El cuadro fue pintado para reemplazar un trabajo anterior de Tiziano, que se había quemado en un incendio cuando el convento se utilizaba como depósito de pólvora y material militar, en la época de la batalla de Lepanto.

El Veronés encuadra la escena en un contexto arquitectónico: las tres grandes arcadas inspiradas en el estilo clásico de la arquitectura de Palladio te hacen sentir como un espectador frente al escenario de una obra de teatro. Además de Cristo y los Apóstoles, en la enorme pintura circula una auténtica multitud de personajes con ropas contemporáneas y actitudes desenvueltas. Muchos de estos extras parecen del todo indiferentes a la escena sacra.

Para nosotros resulta una obra maestra, pero causó grandes problemas a su autor. El Tribunal de la Inquisición, que tenía su sede en el propio convento dominico para el que fue pintada, estaba indignado por este enfoque. El pintor fue acusado de haber ultrajado el sentido religioso de la escena y fue enviado a juicio.

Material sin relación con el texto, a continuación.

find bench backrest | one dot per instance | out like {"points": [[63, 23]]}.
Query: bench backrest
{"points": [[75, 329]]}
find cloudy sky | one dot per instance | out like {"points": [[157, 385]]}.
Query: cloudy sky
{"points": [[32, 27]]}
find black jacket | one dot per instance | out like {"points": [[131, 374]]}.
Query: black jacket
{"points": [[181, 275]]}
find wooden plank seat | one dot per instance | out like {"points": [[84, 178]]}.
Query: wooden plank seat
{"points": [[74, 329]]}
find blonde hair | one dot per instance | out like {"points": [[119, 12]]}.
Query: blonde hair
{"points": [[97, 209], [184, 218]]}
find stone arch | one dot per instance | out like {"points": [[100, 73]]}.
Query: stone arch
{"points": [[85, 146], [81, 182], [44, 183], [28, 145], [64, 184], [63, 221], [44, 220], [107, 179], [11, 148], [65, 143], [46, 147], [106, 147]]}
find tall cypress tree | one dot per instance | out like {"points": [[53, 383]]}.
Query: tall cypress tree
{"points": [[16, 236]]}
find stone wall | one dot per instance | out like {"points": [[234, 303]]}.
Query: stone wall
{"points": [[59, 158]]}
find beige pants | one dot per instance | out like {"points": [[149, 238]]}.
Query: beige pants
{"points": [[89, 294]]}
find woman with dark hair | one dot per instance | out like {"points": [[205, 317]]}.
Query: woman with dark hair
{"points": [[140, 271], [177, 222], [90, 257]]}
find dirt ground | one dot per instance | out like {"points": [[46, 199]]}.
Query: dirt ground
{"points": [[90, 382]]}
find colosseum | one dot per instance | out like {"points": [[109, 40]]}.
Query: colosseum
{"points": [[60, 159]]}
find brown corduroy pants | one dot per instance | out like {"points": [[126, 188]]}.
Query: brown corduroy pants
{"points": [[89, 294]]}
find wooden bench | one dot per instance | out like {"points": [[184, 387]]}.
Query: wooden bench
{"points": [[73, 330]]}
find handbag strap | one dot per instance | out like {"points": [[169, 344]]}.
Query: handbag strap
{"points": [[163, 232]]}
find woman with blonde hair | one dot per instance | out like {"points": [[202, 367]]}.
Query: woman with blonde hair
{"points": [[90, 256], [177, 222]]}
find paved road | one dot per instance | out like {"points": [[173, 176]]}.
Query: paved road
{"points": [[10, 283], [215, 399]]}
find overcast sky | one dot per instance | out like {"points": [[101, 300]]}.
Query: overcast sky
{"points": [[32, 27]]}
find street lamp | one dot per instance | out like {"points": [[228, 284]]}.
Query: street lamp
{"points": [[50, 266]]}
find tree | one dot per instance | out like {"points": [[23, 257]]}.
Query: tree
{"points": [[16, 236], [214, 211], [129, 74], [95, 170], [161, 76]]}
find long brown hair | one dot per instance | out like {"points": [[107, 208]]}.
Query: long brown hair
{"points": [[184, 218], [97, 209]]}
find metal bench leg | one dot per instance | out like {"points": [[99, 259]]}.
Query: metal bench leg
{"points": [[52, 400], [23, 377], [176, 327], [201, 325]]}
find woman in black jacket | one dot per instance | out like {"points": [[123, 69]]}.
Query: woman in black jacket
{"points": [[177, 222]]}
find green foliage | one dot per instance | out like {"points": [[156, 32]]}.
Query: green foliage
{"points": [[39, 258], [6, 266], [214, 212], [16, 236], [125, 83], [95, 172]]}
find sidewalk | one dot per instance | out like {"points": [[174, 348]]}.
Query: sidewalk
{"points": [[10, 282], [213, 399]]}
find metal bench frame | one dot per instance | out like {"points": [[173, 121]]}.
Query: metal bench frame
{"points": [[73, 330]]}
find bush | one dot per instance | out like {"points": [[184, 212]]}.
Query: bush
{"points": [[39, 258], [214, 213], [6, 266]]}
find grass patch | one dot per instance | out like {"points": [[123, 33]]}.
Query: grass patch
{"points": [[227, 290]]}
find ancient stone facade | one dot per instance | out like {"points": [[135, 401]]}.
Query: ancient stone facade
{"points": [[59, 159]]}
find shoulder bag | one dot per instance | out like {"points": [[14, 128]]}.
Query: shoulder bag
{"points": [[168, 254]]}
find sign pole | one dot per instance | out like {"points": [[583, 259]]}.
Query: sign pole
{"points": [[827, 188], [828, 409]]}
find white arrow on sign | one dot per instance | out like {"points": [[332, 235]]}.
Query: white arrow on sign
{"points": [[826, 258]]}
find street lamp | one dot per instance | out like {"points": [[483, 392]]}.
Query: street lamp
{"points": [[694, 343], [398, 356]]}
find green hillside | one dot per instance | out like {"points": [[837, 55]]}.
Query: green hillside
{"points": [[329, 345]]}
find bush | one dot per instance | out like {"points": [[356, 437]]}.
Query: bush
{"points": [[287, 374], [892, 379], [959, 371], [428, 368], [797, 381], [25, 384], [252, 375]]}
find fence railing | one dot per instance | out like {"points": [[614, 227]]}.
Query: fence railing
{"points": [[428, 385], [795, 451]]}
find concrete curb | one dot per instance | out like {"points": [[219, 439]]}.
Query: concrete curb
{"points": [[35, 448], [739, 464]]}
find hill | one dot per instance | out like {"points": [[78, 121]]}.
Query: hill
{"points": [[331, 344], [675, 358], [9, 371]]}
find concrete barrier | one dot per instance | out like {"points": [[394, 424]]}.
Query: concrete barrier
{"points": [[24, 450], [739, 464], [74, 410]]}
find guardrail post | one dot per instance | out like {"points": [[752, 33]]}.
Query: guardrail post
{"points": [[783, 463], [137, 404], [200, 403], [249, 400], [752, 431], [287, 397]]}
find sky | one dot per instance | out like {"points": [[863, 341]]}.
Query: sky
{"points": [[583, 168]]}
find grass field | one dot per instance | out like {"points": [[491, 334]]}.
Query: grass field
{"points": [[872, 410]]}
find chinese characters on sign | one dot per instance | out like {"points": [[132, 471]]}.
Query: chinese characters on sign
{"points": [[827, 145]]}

Las actas del proceso son célebres. Ante las insistentes preguntas de los jueces sobre el respeto a la sobriedad y sencillez del tema, el pintor defendió con sinceridad, pero también con decisión, su libertad como artista, expresándose un poco en su dialecto y un poco en un pésimo italiano burocrático. Frente a la acusación de haber introducido demasiadas figuras, El Veronés respondió que el cuadro era muy grande y que había espacio para todos, y luego añadió: "Nosotros los pintores nos tomamos las licencias que se toman los poetas y los locos".

 

CURIOSIDAD: ¿quieres saber cómo terminó el proceso? El Veronés venció claramente y sólo tuvo que hacer cambios mínimos. La obra, sin embargo, tuvo que cambiar de título, como puedes ver en primer plano: ya no es la Última Cena, sino Cena en casa de Leví, es decir, el episodio del Evangelio de la conversión de San Mateo.